Emma Jones specialises in human rights claims relating to the treatment and care individuals receive in hospitals, schools and in social care settings, false imprisonment and assault claims, actions against the police and public law challenges.
The focus of this year’s World Mental Health Day is psychological first aid, or PFA for short.

The idea is that PFA is to assist individuals who have been involved in a crisis and to provide psychological support after a crisis.  The crisis can be large scale, such as a natural disaster, war and terrorist attacks or disease outbreaks, but it can also be individual such as a robbery, assault or an accident. It might be something that happens to the individual themselves of something they witness. It might be something that to some might seem a bit trivial, but to that person is huge.

PFA has been around since the 1940s, but in a world where it seems crisis is much more common it is being used again.  I think it is a great idea, providing some front line support to people who have in something terrible and traumatic – maybe something large scale or maybe something individual.  It’s about providing practical care and support, it’s about listening, it’s about comforting people and helping them to feel calm.

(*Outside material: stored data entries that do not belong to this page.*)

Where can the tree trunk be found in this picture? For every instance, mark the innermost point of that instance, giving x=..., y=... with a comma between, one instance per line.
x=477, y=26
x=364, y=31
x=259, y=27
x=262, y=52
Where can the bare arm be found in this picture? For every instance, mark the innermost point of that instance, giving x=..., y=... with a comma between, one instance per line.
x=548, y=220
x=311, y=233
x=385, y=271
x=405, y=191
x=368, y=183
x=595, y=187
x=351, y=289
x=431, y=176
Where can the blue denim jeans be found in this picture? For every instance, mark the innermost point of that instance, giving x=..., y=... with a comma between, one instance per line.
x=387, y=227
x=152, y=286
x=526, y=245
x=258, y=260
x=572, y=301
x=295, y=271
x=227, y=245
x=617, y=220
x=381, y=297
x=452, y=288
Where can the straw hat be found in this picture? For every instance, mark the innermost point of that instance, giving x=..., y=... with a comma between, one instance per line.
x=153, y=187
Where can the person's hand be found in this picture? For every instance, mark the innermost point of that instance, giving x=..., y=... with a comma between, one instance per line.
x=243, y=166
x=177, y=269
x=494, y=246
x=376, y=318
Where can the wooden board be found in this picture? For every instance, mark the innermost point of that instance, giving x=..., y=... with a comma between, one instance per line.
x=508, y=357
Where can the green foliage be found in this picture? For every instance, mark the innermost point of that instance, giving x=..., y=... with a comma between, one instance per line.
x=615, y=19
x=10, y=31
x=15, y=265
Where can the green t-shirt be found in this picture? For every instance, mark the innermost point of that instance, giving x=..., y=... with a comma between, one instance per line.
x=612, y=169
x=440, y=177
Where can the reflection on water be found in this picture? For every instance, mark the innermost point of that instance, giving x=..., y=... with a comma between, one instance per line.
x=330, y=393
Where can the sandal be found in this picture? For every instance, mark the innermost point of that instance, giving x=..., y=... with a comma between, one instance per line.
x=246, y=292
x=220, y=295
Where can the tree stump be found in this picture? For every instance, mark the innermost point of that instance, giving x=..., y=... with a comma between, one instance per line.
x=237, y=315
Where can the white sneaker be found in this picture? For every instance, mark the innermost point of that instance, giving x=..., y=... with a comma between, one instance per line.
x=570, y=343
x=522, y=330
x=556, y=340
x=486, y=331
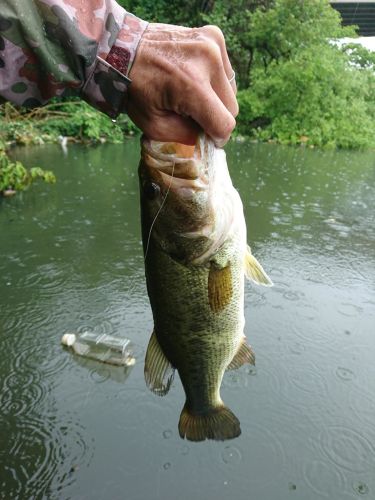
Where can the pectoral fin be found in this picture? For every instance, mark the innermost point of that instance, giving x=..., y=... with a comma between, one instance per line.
x=220, y=288
x=159, y=372
x=245, y=354
x=254, y=270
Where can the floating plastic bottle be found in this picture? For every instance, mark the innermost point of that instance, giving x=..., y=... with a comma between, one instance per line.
x=101, y=347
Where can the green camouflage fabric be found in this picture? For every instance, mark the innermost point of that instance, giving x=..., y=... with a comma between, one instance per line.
x=54, y=48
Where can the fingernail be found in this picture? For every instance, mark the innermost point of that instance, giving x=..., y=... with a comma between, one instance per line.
x=219, y=143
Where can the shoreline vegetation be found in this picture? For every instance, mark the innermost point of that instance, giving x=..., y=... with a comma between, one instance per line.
x=296, y=85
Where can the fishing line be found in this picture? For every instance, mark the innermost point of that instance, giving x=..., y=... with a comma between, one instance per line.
x=157, y=213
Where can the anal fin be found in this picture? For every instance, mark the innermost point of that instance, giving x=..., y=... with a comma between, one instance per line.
x=158, y=372
x=245, y=354
x=254, y=270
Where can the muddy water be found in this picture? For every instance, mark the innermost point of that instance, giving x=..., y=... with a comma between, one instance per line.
x=71, y=260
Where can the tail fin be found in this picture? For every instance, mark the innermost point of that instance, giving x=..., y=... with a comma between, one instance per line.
x=218, y=423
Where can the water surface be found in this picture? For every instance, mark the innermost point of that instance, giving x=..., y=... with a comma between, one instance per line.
x=71, y=260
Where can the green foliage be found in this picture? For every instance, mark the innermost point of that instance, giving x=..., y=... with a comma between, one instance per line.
x=319, y=99
x=178, y=12
x=261, y=31
x=74, y=119
x=296, y=85
x=15, y=177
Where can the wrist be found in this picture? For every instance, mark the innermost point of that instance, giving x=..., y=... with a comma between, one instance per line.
x=106, y=87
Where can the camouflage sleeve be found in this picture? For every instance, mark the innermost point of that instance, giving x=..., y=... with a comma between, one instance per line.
x=54, y=48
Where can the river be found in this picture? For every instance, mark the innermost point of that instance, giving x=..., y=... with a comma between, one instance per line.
x=71, y=260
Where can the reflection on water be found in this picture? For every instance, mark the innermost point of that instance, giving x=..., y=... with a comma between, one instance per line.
x=71, y=259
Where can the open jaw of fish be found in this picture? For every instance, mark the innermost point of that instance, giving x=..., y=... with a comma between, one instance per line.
x=196, y=258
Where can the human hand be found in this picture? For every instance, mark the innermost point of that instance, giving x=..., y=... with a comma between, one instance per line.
x=181, y=84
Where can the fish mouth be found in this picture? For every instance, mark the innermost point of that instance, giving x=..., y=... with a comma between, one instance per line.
x=183, y=168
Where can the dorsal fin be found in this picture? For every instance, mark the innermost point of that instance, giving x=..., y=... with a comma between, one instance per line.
x=159, y=372
x=254, y=270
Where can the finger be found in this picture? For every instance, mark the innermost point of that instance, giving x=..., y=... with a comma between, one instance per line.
x=215, y=33
x=168, y=127
x=207, y=109
x=225, y=91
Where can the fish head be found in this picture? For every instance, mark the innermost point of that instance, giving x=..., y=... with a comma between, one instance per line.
x=176, y=188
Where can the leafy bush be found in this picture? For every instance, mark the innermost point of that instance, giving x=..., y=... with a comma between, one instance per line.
x=74, y=119
x=15, y=177
x=314, y=98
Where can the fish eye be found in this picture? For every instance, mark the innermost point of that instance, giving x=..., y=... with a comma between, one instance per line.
x=151, y=190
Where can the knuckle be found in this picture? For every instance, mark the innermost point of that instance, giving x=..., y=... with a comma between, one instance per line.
x=210, y=50
x=214, y=32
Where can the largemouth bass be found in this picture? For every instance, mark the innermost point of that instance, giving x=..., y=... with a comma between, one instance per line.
x=196, y=257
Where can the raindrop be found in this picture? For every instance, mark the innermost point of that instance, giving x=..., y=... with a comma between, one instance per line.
x=231, y=455
x=347, y=448
x=360, y=488
x=344, y=373
x=184, y=450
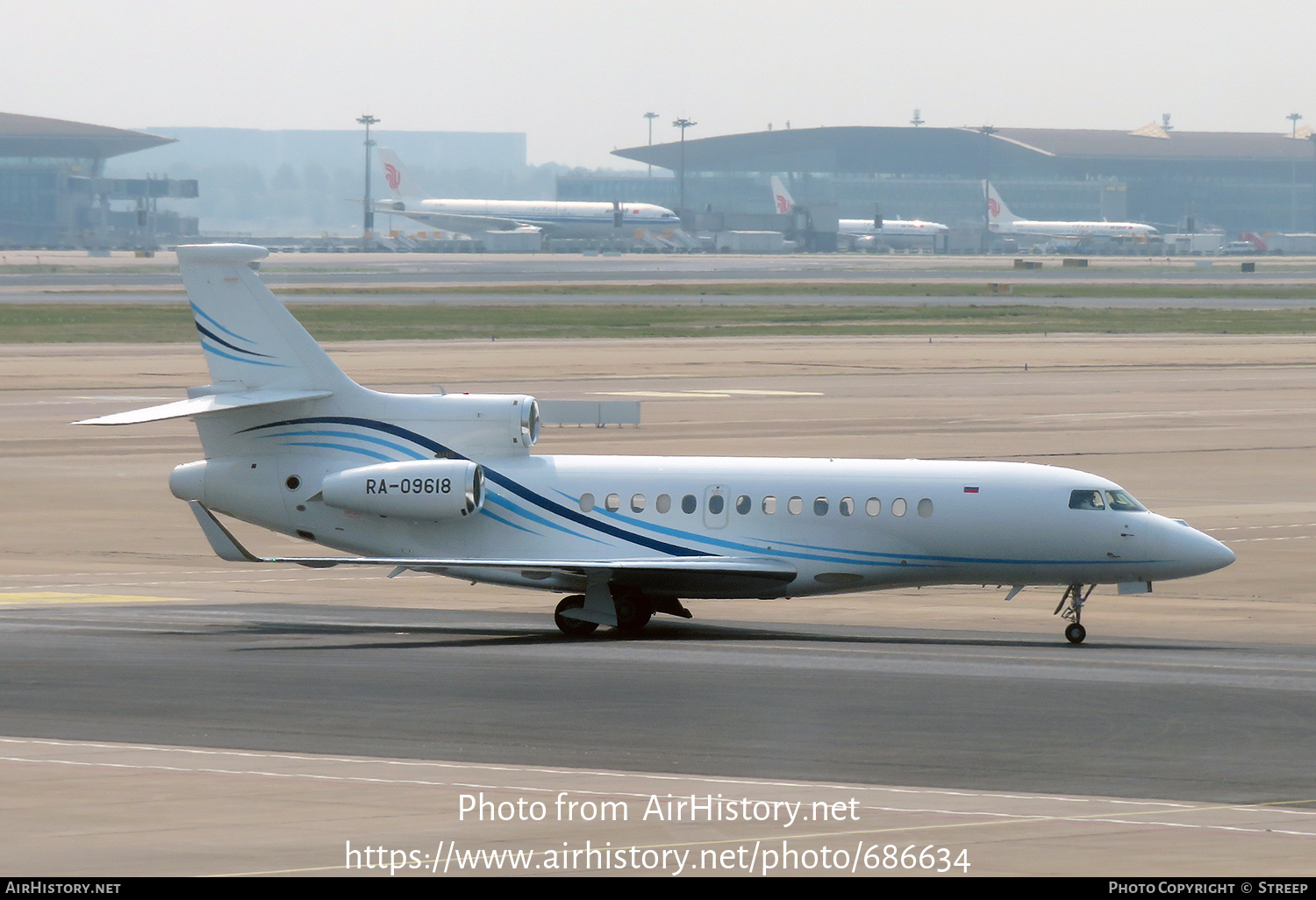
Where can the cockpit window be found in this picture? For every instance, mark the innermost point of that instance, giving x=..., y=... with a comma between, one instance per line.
x=1086, y=500
x=1121, y=502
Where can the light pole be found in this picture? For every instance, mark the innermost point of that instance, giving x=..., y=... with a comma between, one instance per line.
x=368, y=120
x=1292, y=178
x=650, y=118
x=987, y=131
x=683, y=124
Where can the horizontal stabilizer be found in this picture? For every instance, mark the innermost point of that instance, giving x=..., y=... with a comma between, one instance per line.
x=666, y=573
x=210, y=404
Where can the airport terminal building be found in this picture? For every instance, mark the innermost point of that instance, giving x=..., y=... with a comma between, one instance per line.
x=1176, y=181
x=53, y=191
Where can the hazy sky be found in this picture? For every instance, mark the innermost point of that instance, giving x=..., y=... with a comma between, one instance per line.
x=578, y=76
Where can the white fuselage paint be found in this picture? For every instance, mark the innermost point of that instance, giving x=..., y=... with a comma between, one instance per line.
x=1015, y=529
x=1074, y=229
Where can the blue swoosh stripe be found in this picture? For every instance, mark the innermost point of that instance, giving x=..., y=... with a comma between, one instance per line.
x=340, y=446
x=507, y=504
x=499, y=518
x=215, y=337
x=212, y=321
x=497, y=478
x=368, y=439
x=254, y=362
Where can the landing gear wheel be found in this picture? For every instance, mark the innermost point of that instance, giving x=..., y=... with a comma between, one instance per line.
x=633, y=612
x=573, y=626
x=1071, y=608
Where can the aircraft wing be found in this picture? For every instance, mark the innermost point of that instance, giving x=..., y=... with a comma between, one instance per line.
x=458, y=221
x=686, y=576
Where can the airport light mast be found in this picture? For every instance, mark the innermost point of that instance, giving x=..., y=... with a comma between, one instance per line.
x=683, y=124
x=650, y=118
x=987, y=131
x=1292, y=178
x=368, y=226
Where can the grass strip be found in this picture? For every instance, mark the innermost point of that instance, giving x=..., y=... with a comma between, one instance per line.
x=170, y=323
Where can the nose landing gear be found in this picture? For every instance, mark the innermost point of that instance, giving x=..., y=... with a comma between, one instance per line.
x=1071, y=608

The practical side of things includes helping to address basic needs, food, water and shelter – helping people to connect to the services they need such as social services and benefits assistance.

But it is also about talking to people.  A really good thing about PFA is that it is not something that only professionals can do; you don’t need a clinical background or training; you do not have to be a counsellor. 

Mental Health First Aid England is calling on everyone to “Take 10 Together” – to check in on someone – a friend, a colleague, a family member.  Just take a few minutes out to have a chat – to make sure that the person next to you is doing ok.  Surely that cannot be that difficult; surely we can all spare a few minutes?  But sometimes I wonder.  I was on the tube this morning – not a great place for social interaction I know. Out of the 20 people in my carriage 15 were looking at phones and of that 15, 12 had on headphones.  I wonder if we are all overloading ourselves with “stuff” so much that we cannot find space to have a chat; room in our cluttered lives and heads just to check in on our neighbour.

I know it is hard to do; at 09:30 this morning – I had been at my desk with colleagues around me since 08:00 – aside from good morning and do you want a cup of tea we had not communicated.  I don’t think it is actually that difficult to add – how are you?  But the hard thing is then sparing the time to hear how they are – or is it?  Ten minutes, that is all it takes to start, to have a chat.  More than 57% of employees say they have experienced mental health issues at work but at least half don’t feel they can talk about it.

Actually taking time to talk to the people we know rather than just sending a quick text or a Facebook message – liking what they had for breakfast that morning.  It’s about actually having to engage in conversation – I know it’s scary and I know we no longer have time to talk or the space for someone else’s issues, but we need to try to bring back the art of conversation – and make it meaningful conversation.  I am going to try today; I am going to ask a colleague how they are and I am actually going to mean that question; I am actually going to have time to listen to what they say rather than stare blankly at them whilst thinking about whether I did like the picture of my sister’s breakfast this morning.